The book follows these sold out men as they move from pre-induction training at college to the new suburbia of Levittown, where his family activities, purchase habits and aspirations are all chosen for him. Whyte saw an American culture that was moving away from individualism and the Protestant ethic of community, exchanging our noble ideals constructed over hundreds of years for another life of corporatism and conformity.
He is the middle-class American who has left home, spiritually as well as physically, to take the vows of organization life. He can be found in corporations, in laboratories, in large factories, in foundations, in the hierarchies of our churches.
Intellectually, it is not the defects of organization life that cloud decision for him but its very beneficence. To resolve his doubts, he is constructing a new faith, a social ethic that would make morally legitimate the increasing power of society over him.

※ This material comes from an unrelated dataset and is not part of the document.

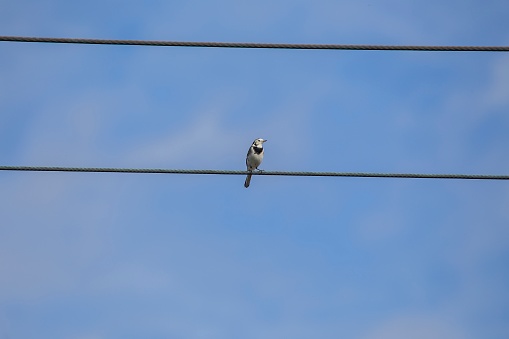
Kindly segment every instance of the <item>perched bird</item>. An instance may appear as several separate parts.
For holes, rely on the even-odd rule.
[[[249,147],[249,151],[247,151],[246,156],[246,166],[249,172],[253,172],[255,169],[258,169],[258,166],[262,163],[263,160],[263,143],[267,140],[256,139],[253,141],[251,147]],[[251,182],[251,173],[249,173],[246,177],[246,181],[244,182],[244,187],[248,188],[249,183]]]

The challenge for today is that Americans sold their souls to these corporations, churches and governments in the last decades, yet today, these institutions are unable to look out for them, and consider them disposable. The Organization won, we lost, and now the only Organization is a klepto-government-industrial complex.
There are many useful insights. Perhaps the most applicable to marketing is the idea that once two or three people have a consumer item on a particular street, the rest of the group must have it. Writes Whyte:
“It is the group that determines when a luxury becomes a necessity. …..soon the nonposession of the item becomes an almost antisocial act.”
The book details that the debt consumer economy is not new, and that low savings rates are now a historic norm in the U.S. The only exceptions are first generation Americans, who come to the U.S. from other places and have a savings ethic.
Sections detail the ideaology, training, testing and neuroses of The Organization Man. Chapter names explain the important thesis, including The Fight Against Genius, The Bureaucratization of the Scientist and Society As Hero.
The appendix of the book is called “How to Cheat on Personality Tests.” Today, the personality test is sort of taken for granted, that we all really can be categorized by Myers-Briggs, or really think it is useful that corporations screen potential applicants with inane multiple choice questions in online employment and aptitude tests.
The book details the myriad ways Americans were giving up their individuality, but it is not a plea for non-conformity. Instead, Whyte just wanted Americans to understand what was going on, and fight against it when it was practical and useful, recognizing that our improving standards of living were useful, and through it all had a profound love of the United States. I never met him, but though through a family friend, the late Dana C. Creel, I got a sense of the large contribution Whyte made to the quality of life in the United States. Creel, who was head of the Rockefeller Brothers Fund, sponsored Whyte’s Street Life Project, which researched how cities worked successfully.
Whyte, who was at the time of the book a writer for Fortune, created the 1969 Plan for the City of New York. He also loved rural landscapes, and detailed how to preserve them in the 1968 book The Last Landscape. I have that book, as well as another called City: Rediscovering The Center, published in 1988. I read it while I was studying Urban Planning at VCU. It had many seminal thoughts, the most useful of which being that the company headquarters will always move to near the CEO. Whyte actually made a map of the addresses of corporations and where the CEO lived, in order to prove it. The other important part was making the case that gentrification was good, which it is.
The only problem with reading the Organization Man is that to read it now is quite scary. So many of the things Whyte warned us about are now institutionalized. Today, the Federal government is even in the middle of every doctor visit and local school.